In [1]:
# Packages
import torch
import torch.nn as nn
import torch.optim as optim

import torchtext
from torchtext.datasets import TranslationDataset, Multi30k
from torchtext.data import Field, BucketIterator

import matplotlib.pyplot as plt
import matplotlib.ticker as ticker

import spacy
import numpy as np

import random
import math
import time

In [2]:
# ! python -m spacy download de

In [3]:
# ! python -m spacy download en

In [4]:
# Create the tokenizers
spacy_de=spacy.load('de')
spacy_en=spacy.load('en')

In [5]:
def tokenize_de(text):
    """ Tokenizes german text from a string into a list of strings """
    return [tok.text for tok in spacy_de.tokenizer(text)]

def tokenize_en(text):
    """ Tokenizes english text from a string into a list of strings """
    return [tok.text for tok in spacy_en.tokenizer(text)]

In [6]:
# The model expects data to be fed in with batch dimension first, so we use batch_first=True

In [7]:
SRC=Field(tokenize=tokenize_de, init_token='<sos>', eos_token='<eos>', lower=True, batch_first=True)

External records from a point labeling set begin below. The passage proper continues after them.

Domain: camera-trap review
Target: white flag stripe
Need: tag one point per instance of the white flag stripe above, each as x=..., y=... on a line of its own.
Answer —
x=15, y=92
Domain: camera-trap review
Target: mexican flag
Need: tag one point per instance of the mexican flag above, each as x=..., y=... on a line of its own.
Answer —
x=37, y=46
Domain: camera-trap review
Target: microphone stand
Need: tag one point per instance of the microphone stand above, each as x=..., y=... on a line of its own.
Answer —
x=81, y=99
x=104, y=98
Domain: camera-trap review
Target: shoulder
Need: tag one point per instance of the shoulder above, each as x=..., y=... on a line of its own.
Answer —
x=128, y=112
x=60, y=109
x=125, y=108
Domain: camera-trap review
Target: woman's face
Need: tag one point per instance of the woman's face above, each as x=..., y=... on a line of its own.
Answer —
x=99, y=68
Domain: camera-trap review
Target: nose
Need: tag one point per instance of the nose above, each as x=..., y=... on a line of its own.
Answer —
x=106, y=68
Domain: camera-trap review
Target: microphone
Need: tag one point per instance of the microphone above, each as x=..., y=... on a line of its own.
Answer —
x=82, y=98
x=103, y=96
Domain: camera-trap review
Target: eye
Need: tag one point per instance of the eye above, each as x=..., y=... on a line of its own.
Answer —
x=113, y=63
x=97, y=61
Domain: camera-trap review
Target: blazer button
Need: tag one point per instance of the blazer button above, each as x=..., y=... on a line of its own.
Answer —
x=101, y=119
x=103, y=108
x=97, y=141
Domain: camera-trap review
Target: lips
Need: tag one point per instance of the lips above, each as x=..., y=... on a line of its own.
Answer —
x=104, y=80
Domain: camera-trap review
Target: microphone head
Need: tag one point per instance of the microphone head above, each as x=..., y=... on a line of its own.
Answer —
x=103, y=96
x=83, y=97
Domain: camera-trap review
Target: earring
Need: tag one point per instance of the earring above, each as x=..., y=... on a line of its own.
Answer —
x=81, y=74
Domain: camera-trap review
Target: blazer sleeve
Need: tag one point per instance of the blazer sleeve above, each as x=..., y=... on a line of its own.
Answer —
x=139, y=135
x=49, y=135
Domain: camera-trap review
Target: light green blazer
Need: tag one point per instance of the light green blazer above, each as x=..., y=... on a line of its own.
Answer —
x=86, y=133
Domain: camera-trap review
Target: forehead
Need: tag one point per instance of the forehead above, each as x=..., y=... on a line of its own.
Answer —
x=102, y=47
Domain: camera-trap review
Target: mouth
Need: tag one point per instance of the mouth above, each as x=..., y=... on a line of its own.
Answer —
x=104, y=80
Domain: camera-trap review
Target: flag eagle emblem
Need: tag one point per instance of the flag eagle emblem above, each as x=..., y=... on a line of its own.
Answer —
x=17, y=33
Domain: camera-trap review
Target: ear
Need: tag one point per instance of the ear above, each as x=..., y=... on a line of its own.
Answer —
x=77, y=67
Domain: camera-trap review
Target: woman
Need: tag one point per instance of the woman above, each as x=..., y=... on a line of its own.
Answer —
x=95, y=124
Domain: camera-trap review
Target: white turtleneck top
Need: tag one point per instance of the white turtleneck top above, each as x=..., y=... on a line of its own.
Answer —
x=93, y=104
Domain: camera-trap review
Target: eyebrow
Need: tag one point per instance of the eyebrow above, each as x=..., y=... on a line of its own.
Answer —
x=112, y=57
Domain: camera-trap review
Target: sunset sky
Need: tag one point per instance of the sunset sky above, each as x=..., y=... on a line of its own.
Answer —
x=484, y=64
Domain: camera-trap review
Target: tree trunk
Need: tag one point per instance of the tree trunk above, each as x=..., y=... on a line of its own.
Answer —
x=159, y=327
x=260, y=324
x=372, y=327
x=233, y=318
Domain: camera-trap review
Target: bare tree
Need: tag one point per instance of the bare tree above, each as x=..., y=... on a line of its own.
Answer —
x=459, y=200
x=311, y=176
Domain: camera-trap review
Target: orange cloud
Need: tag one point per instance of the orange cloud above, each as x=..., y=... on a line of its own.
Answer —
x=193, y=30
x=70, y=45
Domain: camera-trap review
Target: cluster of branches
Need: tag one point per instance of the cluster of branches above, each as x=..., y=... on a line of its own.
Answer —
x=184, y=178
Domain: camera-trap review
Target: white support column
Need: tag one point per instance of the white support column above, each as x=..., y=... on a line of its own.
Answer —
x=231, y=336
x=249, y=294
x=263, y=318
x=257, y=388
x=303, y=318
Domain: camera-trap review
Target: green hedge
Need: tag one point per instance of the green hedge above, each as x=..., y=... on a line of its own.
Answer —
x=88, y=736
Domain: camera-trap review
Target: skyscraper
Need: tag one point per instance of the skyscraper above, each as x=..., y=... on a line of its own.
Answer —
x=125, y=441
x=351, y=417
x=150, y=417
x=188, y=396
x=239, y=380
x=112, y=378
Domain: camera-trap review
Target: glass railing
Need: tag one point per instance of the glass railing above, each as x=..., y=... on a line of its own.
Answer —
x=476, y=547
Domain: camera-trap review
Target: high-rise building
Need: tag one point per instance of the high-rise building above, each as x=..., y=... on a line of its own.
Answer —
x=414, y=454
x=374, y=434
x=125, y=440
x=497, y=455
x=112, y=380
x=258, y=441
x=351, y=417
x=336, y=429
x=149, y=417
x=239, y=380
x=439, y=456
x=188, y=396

TRG=Field(tokenize=tokenize_en, init_token='<sos>', eos_token='<sos>', lower=True, batch_first=True)

In [8]:
# We load the Multi30k dataset and build the vocabulary

In [9]:
train_data, valid_data, test_data=Multi30k.splits(exts=('.de', '.en'), fields=(SRC, TRG))

In [10]:
SRC.build_vocab(train_data, min_freq=2)
TRG.build_vocab(train_data, min_freq=2)

In [11]:
# Finally we define the device and the data iterator

In [12]:
device=torch.device('cuda' if torch.cuda.is_available() else 'cpu')

In [13]:
BATCH_SIZE=64

# train_iterator, valid_iterator, test_iterator=BucketIterator.splits((train_data, valid_data, test_data), batch_sizes=BATCH_SIZE, device=device)
train_iterator, valid_iterator, test_iterator = BucketIterator.splits(
    (train_data, valid_data, test_data), 
     batch_size = BATCH_SIZE,
     device = device)

# Building the model

## Encoder

In [14]:
class Encoder(nn.Module):
    def __init__(self, input_dim, hid_dim, n_layers, n_heads, pf_dim, dropout, device, max_length=100):
        super.__init()
        
        self.device=device
        self.tok_embedding=nn.Embedding(input_dim, output_dim)
        self.pos_embedding=nn.Embedding(max_length, hid_dim)
        
        self.layers=nn.ModuleList([EncoderLayer(hid_dim, n_heads, pf_dim, dropout, device) for _ in range(n_layers)])
        
        self.dropout=nn.Dropout(dropout)
        
        self.scale=torch.sqrt(torch.FloatTensor([hid_dim])).to(device)
        
    def forward(self, src, src_mask):
        # src= [batch_size, src_len]
        # src_mask=[batch_size, src_len]
        
        batch_size=src.shape[0]
        src_len=src.shape[1]
        
        pos=torch.arange(0, src_len).unsqueeze(0).repeat(batch_size, 1).to(self.device)
        
        # pos=[batch_size, src_len]
        
        src=self.dropout((self.tok_embedding(src) * self.scale) + self.pos_embedding(pos))
        
        # src=[batch_size, src_len, hid_dim]
        
        for layer in self.layers:
            src=layer(src, src_mask)
        
        # src=[batch_size, src_len, hid_dim]
        
        return src

## Encoder Layer

In [15]:
class EncoderLayer(nn.Module):
    def __init__(self, hid_dim, n_heads, pf_dim, dropout, device):
        super().__init__()
        self.layer_norm=nn.LayerNorm(hid_dim)
        self.self_attention=MultiHeadAttentionLayer(hid_dim, n_heads, dropout, device)
        self.positionwise_feedforward=PositionwiseFeedforwardLayer(hid_dim, pf_dim, dropout)
        self.dropout=nn.Dropout(dropout)
        
    def forward(self, src, src_mask):
        # src = [batch_size, src_len, hid_dim]
        # src_mask = [batch_size, src_len]

        # self attention
        _src, _ = self.self_attention(src, src, src, src_mask)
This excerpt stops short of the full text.